Why Ford? Well, its market cap of around $43 billion is more than double the $20 billion at Fiat Chrysler, or FCA), but nearly $10 billion lower than at General Motors Co. (NYSE: GM). While FCA may be the most enticing buyout target, Ford would have to be second.
And then there’s Ford’s recent share price performance. Last year the stock price fell by about 8%, return on equity dropped 43% and net income fell by well over a third. That performance earned the company’s executives a 19% pay raise.
Among those execs is executive Chairman William Clay Ford Jr., the grandson of founder Henry Ford and the company’s chief executive officer between October 2001 and September 2006. The Ford family owns 40% of the voting power of the company, and Bill Ford by himself owns 17.7%. During Ford’s tenure as CEO, the company’s stock dropped by about 53%, from $17 a share to around $8.
Alan Mulally, who replaced Ford in 2006, presided over a 116% share price gain, until he retired in June of 2014. Between 2001 and 2014, Ford stock essentially traded sideways. Mulally was replaced by Mark Fields, under whose leadership Ford stock fell 35%, until he was replaced earlier this summer by Jim Hackett.
Is Ford now a viable candidate for a takeover and, if so, by whom? The first hurdle to overcome would be the Ford family’s voting power. Bill Ford is highly unlikely to go for a sale, but stranger things have happened.
Assuming that hurdle can be cleared, where might a buyer come from? The only U.S. carmakers left, not counting FCA, are GM and Tesla Inc. (NASDAQ: TSLA). Tesla’s market cap totals more than $60 billion, but the company is currently more a technology play than a mass-market automaker. The Model 3 may change that, but that day is well off in the future.
And there’s absolutely no reason for GM to acquire Ford. GM has mapped out a strategy under CEO Mary Barra and, with some hiccups, that strategy has been working. Taking on a massive debt makes little sense for GM.
What about the big European makers: Volkswagen, Daimler, BMW, Renault and Peugeot. VW is not going to be buying anything for a while yet, Daimler has gotten itself into a bind over diesel emissions, BMW may not be big enough (market cap of around $53 billion, roughly equal to GM) and neither are Renault (about $22.4 billion) or Peugeot (about $16.4 billion).
Japan’s Toyota has a market cap about four times Ford’s, but the company has struggled as well the past couple of years, with shares down more than 20% since a recent high of around $143 in March of 2015.

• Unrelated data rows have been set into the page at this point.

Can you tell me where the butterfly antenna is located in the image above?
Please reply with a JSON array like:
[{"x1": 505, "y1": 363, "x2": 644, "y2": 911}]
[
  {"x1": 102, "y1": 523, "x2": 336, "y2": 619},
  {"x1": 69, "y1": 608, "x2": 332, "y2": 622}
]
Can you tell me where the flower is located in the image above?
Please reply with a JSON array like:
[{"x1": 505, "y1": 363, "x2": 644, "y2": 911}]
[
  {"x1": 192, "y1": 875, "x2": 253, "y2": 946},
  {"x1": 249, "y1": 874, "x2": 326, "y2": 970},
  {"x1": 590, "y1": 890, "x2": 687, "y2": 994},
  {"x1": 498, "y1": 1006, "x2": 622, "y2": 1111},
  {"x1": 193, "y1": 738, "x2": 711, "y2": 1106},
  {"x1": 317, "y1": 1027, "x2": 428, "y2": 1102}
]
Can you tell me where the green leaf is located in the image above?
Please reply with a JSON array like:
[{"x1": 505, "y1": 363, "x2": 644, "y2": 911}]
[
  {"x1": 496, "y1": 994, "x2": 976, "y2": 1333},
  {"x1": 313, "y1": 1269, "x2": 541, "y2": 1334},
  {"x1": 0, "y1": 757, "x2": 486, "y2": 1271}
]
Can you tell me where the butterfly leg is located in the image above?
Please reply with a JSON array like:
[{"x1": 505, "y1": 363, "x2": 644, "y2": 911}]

That leaves China, where the country’s largest automaker, SAIC, has a market cap of around $44 billion, roughly equal to Ford’s. SAIC is also a partner in a joint venture with GM that has been performing well and is, therefore, unlikely to want to change. It is difficult to see any of the country’s biggest companies (mostly banks) looking to buy an automobile maker.
Now it comes down to tech firms like Alphabet, Apple and Microsoft, two of which are working on self-driving and other advanced automobile technologies, and all of which have the cash to buy Ford. Microsoft Corp. (NASDAQ: MSFT), the only one of the three that does not have an in-house team working on self-driving cars, recently struck a deal with China’s Baidu to be the cloud services provider for Baidu’s self-driving projects.
Microsoft, especially, is adopting the strategy that Bill Gates and Paul Allen followed when they founded the company: build good software and license it to hardware (in this case, auto) makers. And all three of these tech firms would rather be arms dealers with no allegiance rather than to get into the automobile business.
One final possibility that comes to mind is General Electric Co. (NYSE: GE). GE’s cash pile is around $130 billion, including long-term securities. GE, like Ford, is mired in a share price slump that is only getting worse. Also like Ford, GE has a brand-new CEO, John Flannery, who just invested $2.7 million of his own money to purchase GE stock. Under departed CEO Jeff Immelt, the company shed its GE Capital business and returned to its roots as an industrial conglomerate.
Adding a car company that is struggling to that conglomerate may not be the best way for GE to turn around its business, and there are plenty of investors who would gladly jump ship if GE made an offer for Ford. Warren Buffett sold off all his GE stock for a lot less provocation.